Figure 1. Figure 1. Magnetic Resonance Angiography in an 83-Year-Old Patient with Left Pleuritic Chest Pain, Hemoptysis, and Dyspnea.
A coronal maximal-intensity projection (Panel A) shows hypoperfusion of the arteries in the left lower lobe (arrows) as compared with those on the right side. A coronal maximal-intensity projection through the artery in the left lower lobe (Panel B) shows an embolus lodged in the distal left pulmonary artery (arrow), straddling the origins of the posterior and lateral basal segments. A digital pulmonary angiogram (Panel C) shows the embolus straddling the bifurcation (arrow). Five days later, a coronal maximal-intensity projection shows that the embolus has resolved (Panel D).
Eight patients (5 men and 3 women) had evidence of pulmonary embolism on conventional angiograms; in the other 22 patients, the conventional angiograms revealed no abnormalities. Four lobar emboli and 17 segmental emboli were identified in seven of the eight patients, and a solitary lobar embolus was present in the eighth.

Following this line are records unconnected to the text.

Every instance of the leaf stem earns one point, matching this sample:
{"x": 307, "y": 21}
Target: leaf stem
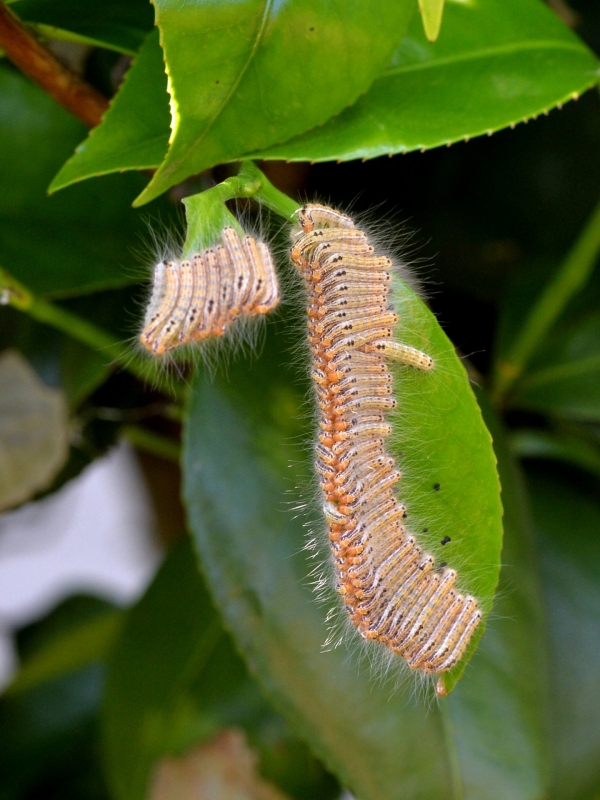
{"x": 15, "y": 294}
{"x": 39, "y": 64}
{"x": 570, "y": 278}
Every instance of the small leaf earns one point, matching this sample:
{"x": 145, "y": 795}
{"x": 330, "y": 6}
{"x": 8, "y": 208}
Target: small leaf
{"x": 102, "y": 23}
{"x": 570, "y": 446}
{"x": 33, "y": 431}
{"x": 134, "y": 132}
{"x": 431, "y": 12}
{"x": 247, "y": 76}
{"x": 498, "y": 62}
{"x": 175, "y": 680}
{"x": 174, "y": 619}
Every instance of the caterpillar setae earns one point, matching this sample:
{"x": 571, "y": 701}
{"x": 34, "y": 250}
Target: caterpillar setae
{"x": 200, "y": 296}
{"x": 390, "y": 587}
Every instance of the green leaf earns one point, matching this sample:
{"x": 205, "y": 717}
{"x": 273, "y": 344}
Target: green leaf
{"x": 467, "y": 507}
{"x": 241, "y": 436}
{"x": 104, "y": 23}
{"x": 142, "y": 695}
{"x": 174, "y": 680}
{"x": 567, "y": 520}
{"x": 244, "y": 77}
{"x": 541, "y": 314}
{"x": 499, "y": 712}
{"x": 79, "y": 241}
{"x": 134, "y": 132}
{"x": 34, "y": 431}
{"x": 60, "y": 360}
{"x": 77, "y": 647}
{"x": 497, "y": 63}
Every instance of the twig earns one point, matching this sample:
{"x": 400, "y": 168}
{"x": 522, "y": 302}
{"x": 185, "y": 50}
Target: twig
{"x": 38, "y": 63}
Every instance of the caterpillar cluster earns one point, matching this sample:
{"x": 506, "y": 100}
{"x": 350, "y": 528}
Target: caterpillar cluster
{"x": 389, "y": 585}
{"x": 200, "y": 296}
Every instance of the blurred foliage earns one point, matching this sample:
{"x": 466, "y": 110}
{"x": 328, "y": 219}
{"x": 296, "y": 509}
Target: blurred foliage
{"x": 104, "y": 695}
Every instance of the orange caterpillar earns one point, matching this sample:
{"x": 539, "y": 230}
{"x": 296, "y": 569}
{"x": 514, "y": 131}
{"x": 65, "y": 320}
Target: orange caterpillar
{"x": 390, "y": 587}
{"x": 202, "y": 295}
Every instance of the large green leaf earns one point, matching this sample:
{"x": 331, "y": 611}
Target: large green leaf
{"x": 34, "y": 431}
{"x": 77, "y": 242}
{"x": 495, "y": 63}
{"x": 564, "y": 378}
{"x": 107, "y": 23}
{"x": 241, "y": 435}
{"x": 567, "y": 520}
{"x": 134, "y": 133}
{"x": 246, "y": 76}
{"x": 174, "y": 679}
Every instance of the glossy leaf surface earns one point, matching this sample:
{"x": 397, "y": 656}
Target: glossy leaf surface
{"x": 134, "y": 133}
{"x": 495, "y": 63}
{"x": 246, "y": 76}
{"x": 498, "y": 713}
{"x": 114, "y": 24}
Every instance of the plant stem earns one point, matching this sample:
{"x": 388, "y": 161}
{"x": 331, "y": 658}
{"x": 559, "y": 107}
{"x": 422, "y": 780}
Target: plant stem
{"x": 38, "y": 63}
{"x": 572, "y": 275}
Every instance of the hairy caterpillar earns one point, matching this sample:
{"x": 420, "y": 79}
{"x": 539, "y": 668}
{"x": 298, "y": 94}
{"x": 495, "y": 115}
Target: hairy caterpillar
{"x": 200, "y": 296}
{"x": 390, "y": 587}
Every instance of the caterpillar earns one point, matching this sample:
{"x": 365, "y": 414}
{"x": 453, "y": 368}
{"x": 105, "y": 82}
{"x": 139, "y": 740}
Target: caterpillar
{"x": 200, "y": 296}
{"x": 390, "y": 587}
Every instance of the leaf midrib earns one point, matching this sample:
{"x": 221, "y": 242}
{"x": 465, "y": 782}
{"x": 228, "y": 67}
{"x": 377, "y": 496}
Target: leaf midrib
{"x": 474, "y": 55}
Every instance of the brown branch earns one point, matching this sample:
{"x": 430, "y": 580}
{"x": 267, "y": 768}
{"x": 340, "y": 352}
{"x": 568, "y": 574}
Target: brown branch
{"x": 38, "y": 63}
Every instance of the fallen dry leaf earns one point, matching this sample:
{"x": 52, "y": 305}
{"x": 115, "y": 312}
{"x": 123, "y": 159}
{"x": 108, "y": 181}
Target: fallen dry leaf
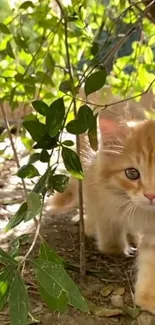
{"x": 119, "y": 291}
{"x": 106, "y": 291}
{"x": 133, "y": 311}
{"x": 101, "y": 311}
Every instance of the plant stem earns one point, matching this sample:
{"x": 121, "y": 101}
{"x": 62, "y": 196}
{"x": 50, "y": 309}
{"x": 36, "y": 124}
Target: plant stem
{"x": 80, "y": 187}
{"x": 12, "y": 144}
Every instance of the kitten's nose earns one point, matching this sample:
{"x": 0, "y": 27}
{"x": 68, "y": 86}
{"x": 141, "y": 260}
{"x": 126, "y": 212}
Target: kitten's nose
{"x": 150, "y": 196}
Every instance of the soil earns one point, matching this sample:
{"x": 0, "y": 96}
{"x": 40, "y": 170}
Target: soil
{"x": 106, "y": 275}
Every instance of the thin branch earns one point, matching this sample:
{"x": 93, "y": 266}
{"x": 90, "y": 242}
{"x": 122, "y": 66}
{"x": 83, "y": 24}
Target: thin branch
{"x": 36, "y": 235}
{"x": 80, "y": 187}
{"x": 12, "y": 144}
{"x": 103, "y": 106}
{"x": 108, "y": 56}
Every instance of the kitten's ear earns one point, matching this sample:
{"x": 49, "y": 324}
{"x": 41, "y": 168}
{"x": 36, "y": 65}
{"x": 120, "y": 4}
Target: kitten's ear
{"x": 112, "y": 130}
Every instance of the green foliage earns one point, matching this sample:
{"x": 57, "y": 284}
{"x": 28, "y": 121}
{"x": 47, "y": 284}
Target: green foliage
{"x": 95, "y": 81}
{"x": 72, "y": 162}
{"x": 28, "y": 171}
{"x": 83, "y": 122}
{"x": 18, "y": 301}
{"x": 44, "y": 55}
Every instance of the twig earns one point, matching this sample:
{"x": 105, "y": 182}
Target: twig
{"x": 12, "y": 144}
{"x": 117, "y": 102}
{"x": 80, "y": 188}
{"x": 108, "y": 56}
{"x": 36, "y": 235}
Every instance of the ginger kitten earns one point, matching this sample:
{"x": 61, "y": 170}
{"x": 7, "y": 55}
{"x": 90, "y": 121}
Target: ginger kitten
{"x": 119, "y": 197}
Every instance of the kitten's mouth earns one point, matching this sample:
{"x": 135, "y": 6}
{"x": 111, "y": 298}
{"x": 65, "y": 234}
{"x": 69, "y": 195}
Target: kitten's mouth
{"x": 147, "y": 206}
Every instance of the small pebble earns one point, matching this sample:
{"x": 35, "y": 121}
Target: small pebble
{"x": 146, "y": 319}
{"x": 117, "y": 301}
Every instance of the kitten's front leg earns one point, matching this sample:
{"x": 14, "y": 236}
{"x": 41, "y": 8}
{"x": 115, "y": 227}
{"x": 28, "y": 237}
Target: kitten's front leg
{"x": 111, "y": 238}
{"x": 145, "y": 285}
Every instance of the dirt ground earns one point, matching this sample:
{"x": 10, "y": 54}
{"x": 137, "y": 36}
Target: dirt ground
{"x": 109, "y": 283}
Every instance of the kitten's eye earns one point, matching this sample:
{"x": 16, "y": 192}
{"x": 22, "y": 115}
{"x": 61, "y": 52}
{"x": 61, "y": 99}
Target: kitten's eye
{"x": 132, "y": 173}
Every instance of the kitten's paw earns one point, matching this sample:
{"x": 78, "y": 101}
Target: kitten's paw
{"x": 146, "y": 300}
{"x": 130, "y": 251}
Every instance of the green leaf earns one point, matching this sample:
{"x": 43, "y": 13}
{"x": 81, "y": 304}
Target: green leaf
{"x": 9, "y": 50}
{"x": 4, "y": 29}
{"x": 34, "y": 206}
{"x": 48, "y": 254}
{"x": 33, "y": 158}
{"x": 6, "y": 258}
{"x": 5, "y": 280}
{"x": 72, "y": 162}
{"x": 40, "y": 107}
{"x": 58, "y": 182}
{"x": 26, "y": 5}
{"x": 55, "y": 117}
{"x": 18, "y": 217}
{"x": 54, "y": 280}
{"x": 18, "y": 302}
{"x": 28, "y": 171}
{"x": 68, "y": 143}
{"x": 54, "y": 303}
{"x": 82, "y": 123}
{"x": 36, "y": 129}
{"x": 95, "y": 81}
{"x": 40, "y": 186}
{"x": 44, "y": 156}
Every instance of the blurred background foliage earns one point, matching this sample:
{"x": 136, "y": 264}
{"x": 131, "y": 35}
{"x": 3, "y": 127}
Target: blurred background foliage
{"x": 33, "y": 54}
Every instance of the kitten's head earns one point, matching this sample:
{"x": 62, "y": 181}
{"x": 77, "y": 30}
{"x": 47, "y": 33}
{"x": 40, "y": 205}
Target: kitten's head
{"x": 128, "y": 160}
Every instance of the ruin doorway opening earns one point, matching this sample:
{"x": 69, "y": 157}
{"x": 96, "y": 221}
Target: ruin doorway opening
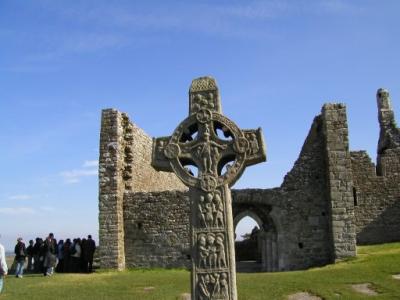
{"x": 247, "y": 247}
{"x": 256, "y": 246}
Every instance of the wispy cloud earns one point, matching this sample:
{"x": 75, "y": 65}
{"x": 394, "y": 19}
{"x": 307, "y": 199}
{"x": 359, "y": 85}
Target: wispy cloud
{"x": 20, "y": 197}
{"x": 105, "y": 27}
{"x": 17, "y": 211}
{"x": 90, "y": 163}
{"x": 25, "y": 210}
{"x": 89, "y": 168}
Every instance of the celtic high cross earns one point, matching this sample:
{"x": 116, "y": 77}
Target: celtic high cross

Overall, 21 of the 22 sites of embolism identified by conventional angiography were also identified by magnetic resonance angiography (Figure 1A, Figure 1B, Figure 1C, and Figure 1D); 1 segmental embolus identified by conventional angiography was not identified by magnetic resonance angiography. Four additional sites of embolism (all in segmental vessels) thought to contain emboli on magnetic resonance angiography were not corroborated by conventional angiography.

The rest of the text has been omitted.